1.2 – La Commissione tributaria provinciale di Avellino rigettava il ricorso, rilevando che non era stata fornita la prova del ricorso ad altra ditta per lo smaltimento dei rifiuti.
1.3 – La Commissione tributaria regionale della Campania, con la sentenza indicata in epigrafe, rigettava l’appello proposto dalla societa’, ponendo in rilievo la circostanza che la cartella era stata emessa sulla base delle superfici denunciate dalla stessa contribuente, che non aveva mai provveduto, come era suo onere, a denunciare eventuali variazioni.

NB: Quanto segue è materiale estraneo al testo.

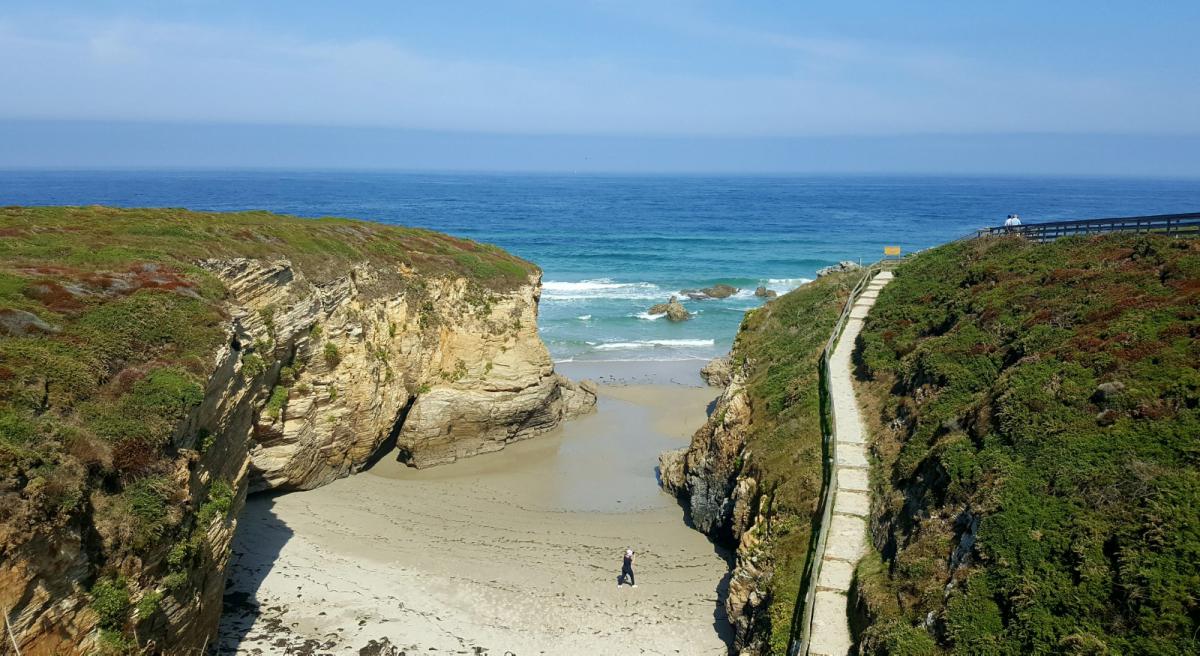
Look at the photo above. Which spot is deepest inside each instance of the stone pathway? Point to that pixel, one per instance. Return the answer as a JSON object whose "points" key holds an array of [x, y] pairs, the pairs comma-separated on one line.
{"points": [[847, 534]]}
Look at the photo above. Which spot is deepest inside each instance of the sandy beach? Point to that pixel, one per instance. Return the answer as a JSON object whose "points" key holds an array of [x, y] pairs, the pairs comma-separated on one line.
{"points": [[510, 552]]}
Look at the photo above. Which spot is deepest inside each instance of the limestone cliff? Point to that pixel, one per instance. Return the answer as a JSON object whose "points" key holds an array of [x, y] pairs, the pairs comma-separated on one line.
{"points": [[145, 391], [437, 369], [724, 501], [751, 475]]}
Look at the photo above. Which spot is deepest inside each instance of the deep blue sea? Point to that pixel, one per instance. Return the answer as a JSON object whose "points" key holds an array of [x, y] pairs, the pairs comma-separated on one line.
{"points": [[611, 245]]}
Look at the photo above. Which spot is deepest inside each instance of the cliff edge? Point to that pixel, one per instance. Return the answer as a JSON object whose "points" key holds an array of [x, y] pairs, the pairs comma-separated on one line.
{"points": [[157, 365]]}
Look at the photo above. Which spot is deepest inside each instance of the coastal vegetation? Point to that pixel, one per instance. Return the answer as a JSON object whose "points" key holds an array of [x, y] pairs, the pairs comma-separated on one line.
{"points": [[751, 475], [1036, 410], [780, 345], [108, 337]]}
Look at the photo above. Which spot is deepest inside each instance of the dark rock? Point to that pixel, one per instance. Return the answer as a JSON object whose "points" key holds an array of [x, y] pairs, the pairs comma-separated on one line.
{"points": [[672, 308], [844, 265], [720, 290]]}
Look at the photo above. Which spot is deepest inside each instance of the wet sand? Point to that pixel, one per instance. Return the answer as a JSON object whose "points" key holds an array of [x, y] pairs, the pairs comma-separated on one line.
{"points": [[510, 552]]}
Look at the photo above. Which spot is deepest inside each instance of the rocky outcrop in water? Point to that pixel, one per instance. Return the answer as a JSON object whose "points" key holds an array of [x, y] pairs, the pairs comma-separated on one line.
{"points": [[719, 290], [841, 266]]}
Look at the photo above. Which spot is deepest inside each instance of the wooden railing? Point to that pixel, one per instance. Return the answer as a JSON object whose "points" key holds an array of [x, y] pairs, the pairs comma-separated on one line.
{"points": [[1167, 224], [802, 618]]}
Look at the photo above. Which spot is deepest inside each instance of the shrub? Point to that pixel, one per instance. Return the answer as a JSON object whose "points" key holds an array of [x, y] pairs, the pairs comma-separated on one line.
{"points": [[333, 356], [991, 357], [111, 601], [148, 605]]}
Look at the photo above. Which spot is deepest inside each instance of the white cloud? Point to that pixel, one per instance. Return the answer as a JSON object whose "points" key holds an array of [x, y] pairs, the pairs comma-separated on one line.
{"points": [[185, 72]]}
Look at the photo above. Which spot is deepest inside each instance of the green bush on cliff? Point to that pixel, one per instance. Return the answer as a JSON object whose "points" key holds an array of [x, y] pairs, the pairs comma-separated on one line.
{"points": [[109, 326], [781, 344], [1044, 403], [111, 601]]}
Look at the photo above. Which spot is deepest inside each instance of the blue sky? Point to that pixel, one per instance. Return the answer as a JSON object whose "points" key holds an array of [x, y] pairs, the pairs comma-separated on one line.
{"points": [[665, 72]]}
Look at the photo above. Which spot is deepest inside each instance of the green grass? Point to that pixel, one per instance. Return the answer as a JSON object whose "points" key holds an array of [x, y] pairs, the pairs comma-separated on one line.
{"points": [[783, 343], [993, 356], [108, 332]]}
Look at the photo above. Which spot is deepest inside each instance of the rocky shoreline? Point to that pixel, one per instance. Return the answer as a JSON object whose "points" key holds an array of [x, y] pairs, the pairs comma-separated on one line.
{"points": [[315, 374]]}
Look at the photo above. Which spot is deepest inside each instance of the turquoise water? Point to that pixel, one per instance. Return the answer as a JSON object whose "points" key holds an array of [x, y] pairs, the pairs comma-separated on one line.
{"points": [[612, 246]]}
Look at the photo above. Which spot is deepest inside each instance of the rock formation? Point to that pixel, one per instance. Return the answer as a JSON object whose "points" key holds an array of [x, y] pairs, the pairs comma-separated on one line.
{"points": [[724, 503], [443, 371], [844, 265], [311, 380], [718, 372], [719, 290], [672, 308]]}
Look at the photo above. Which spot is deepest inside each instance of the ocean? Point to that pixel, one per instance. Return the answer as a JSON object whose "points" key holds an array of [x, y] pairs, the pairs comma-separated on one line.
{"points": [[610, 246]]}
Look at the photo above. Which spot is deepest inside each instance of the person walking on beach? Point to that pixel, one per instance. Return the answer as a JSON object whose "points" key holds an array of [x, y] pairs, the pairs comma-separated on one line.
{"points": [[627, 569]]}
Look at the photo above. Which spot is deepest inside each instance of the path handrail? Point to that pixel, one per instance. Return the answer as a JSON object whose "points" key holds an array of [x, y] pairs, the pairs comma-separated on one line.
{"points": [[1181, 224], [801, 631]]}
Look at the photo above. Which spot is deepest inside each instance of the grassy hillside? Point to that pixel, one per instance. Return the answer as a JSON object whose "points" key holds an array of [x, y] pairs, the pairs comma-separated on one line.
{"points": [[1038, 487], [107, 336], [783, 343]]}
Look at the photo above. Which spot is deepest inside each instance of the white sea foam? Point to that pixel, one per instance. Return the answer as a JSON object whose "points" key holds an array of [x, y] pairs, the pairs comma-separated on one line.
{"points": [[653, 343], [599, 288], [784, 286]]}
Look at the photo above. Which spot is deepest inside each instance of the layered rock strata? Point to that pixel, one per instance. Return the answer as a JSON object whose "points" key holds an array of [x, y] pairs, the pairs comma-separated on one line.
{"points": [[724, 501], [313, 383]]}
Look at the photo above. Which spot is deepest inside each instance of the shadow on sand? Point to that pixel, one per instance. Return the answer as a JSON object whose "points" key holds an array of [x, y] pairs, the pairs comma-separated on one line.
{"points": [[720, 618], [256, 547]]}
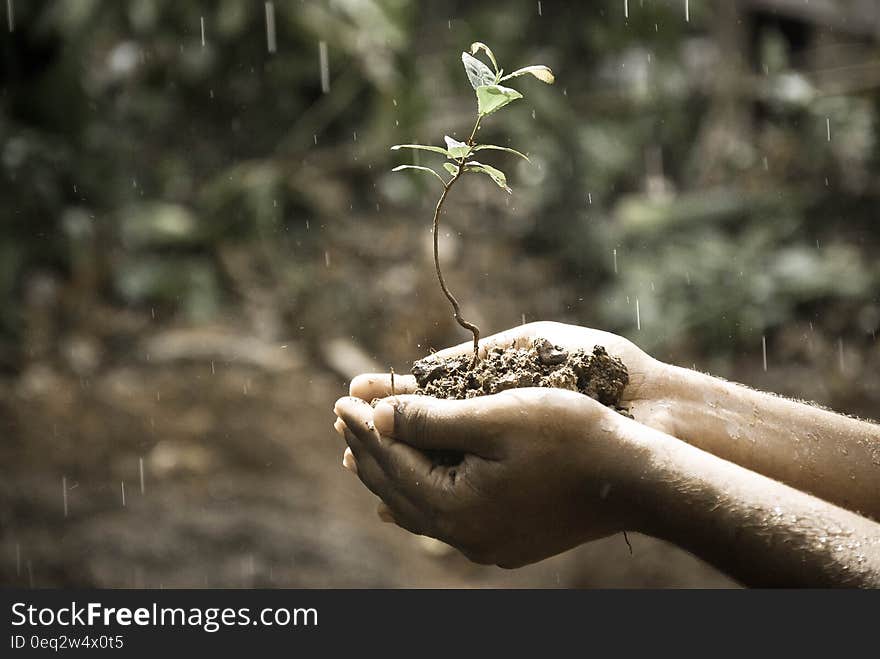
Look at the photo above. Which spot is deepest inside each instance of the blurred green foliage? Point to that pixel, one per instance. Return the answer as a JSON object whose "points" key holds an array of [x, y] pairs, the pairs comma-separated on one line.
{"points": [[135, 158]]}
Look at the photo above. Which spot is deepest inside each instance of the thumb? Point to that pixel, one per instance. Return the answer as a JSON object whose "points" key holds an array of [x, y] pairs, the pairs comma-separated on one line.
{"points": [[469, 426]]}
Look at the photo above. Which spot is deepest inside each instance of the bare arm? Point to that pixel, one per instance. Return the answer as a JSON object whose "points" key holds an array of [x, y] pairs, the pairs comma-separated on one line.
{"points": [[757, 530], [545, 470], [834, 457]]}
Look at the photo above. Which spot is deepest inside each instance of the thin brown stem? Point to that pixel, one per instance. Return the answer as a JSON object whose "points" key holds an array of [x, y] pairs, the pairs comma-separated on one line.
{"points": [[449, 296]]}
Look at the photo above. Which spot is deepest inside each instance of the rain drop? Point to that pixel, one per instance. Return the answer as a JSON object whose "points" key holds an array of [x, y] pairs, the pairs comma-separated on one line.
{"points": [[325, 66], [270, 27]]}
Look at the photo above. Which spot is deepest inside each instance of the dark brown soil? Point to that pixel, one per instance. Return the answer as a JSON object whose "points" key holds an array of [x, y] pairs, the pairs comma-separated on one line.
{"points": [[596, 374]]}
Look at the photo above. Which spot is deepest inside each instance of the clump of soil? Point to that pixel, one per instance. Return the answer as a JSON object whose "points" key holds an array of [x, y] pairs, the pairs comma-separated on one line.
{"points": [[596, 374]]}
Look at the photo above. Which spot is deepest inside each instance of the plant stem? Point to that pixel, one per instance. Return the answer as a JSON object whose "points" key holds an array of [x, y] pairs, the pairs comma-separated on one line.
{"points": [[449, 296]]}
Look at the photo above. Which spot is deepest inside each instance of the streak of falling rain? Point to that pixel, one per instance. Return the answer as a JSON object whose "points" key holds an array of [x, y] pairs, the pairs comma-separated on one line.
{"points": [[270, 27], [324, 63]]}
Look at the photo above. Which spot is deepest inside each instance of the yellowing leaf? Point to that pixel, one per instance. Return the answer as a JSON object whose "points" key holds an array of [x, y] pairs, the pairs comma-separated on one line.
{"points": [[479, 45], [541, 72], [456, 149], [478, 73], [494, 97]]}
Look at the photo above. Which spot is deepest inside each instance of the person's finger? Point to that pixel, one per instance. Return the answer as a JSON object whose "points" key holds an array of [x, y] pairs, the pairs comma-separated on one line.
{"points": [[468, 426], [404, 512], [411, 469], [349, 462], [368, 386]]}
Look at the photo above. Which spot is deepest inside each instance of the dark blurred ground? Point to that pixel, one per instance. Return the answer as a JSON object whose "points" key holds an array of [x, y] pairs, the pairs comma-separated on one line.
{"points": [[199, 245]]}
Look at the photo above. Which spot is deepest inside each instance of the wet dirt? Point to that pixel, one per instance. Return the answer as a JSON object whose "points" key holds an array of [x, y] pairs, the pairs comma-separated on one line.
{"points": [[595, 374]]}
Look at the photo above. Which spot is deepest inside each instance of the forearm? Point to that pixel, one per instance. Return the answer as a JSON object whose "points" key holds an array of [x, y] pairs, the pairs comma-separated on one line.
{"points": [[832, 456], [759, 531]]}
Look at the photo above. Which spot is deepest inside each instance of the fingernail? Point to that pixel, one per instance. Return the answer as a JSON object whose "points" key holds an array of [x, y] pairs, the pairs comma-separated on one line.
{"points": [[383, 418], [348, 461]]}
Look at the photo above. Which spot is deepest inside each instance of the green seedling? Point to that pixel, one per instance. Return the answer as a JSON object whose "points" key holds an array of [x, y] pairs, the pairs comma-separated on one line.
{"points": [[491, 97]]}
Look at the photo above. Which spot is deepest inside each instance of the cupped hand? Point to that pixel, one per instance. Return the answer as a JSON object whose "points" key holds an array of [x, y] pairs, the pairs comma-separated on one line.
{"points": [[645, 396], [543, 470]]}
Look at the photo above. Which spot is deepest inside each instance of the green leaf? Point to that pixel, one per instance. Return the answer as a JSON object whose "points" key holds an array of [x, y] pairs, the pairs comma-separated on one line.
{"points": [[423, 147], [421, 169], [494, 97], [479, 45], [541, 72], [480, 147], [456, 149], [478, 73], [496, 174]]}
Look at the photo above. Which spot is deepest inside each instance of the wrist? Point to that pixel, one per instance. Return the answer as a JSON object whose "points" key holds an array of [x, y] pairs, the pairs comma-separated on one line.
{"points": [[619, 465]]}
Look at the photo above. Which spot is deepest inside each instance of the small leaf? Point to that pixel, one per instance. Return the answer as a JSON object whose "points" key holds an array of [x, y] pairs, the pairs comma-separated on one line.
{"points": [[494, 97], [480, 147], [479, 45], [423, 147], [421, 169], [541, 72], [456, 149], [496, 174], [478, 73]]}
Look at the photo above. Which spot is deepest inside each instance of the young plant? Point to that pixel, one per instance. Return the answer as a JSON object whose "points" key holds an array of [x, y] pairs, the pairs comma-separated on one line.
{"points": [[491, 97]]}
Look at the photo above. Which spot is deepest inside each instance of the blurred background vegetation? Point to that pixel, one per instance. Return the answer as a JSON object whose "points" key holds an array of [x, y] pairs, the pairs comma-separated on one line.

Veniva pertanto rilevata l’inammissibilita’ delle censure della ricorrente, osservandosi, per altro, che le deroghe previste dal D.Lgs. n. 507 del 1993, art. 2, comma 2 non sono automatiche, dovendo essere dedotte nella denuncia originaria o in quella di variazione ed accertate con un procedimento amministrativo che si fondi su elementi obiettivi.
1.4 – Nei confronti di tale decisione la S.r.l. Gest Hotel Italia ha proposto ricorso per cassazione, affidato a due motivi.
Il Comune di Avellino non ha svolto attivita’ difensiva.
Diritto
2.1 – Il ricorso deve essere rigettato, a cagione della inammissibilita’ dei motivi, che non colgono la ratio decidendi della sentenza impugnata, rivolgendosi per altro, soprattutto il primo, non nei confronti della stessa, bensi’ dell’atto impositivo.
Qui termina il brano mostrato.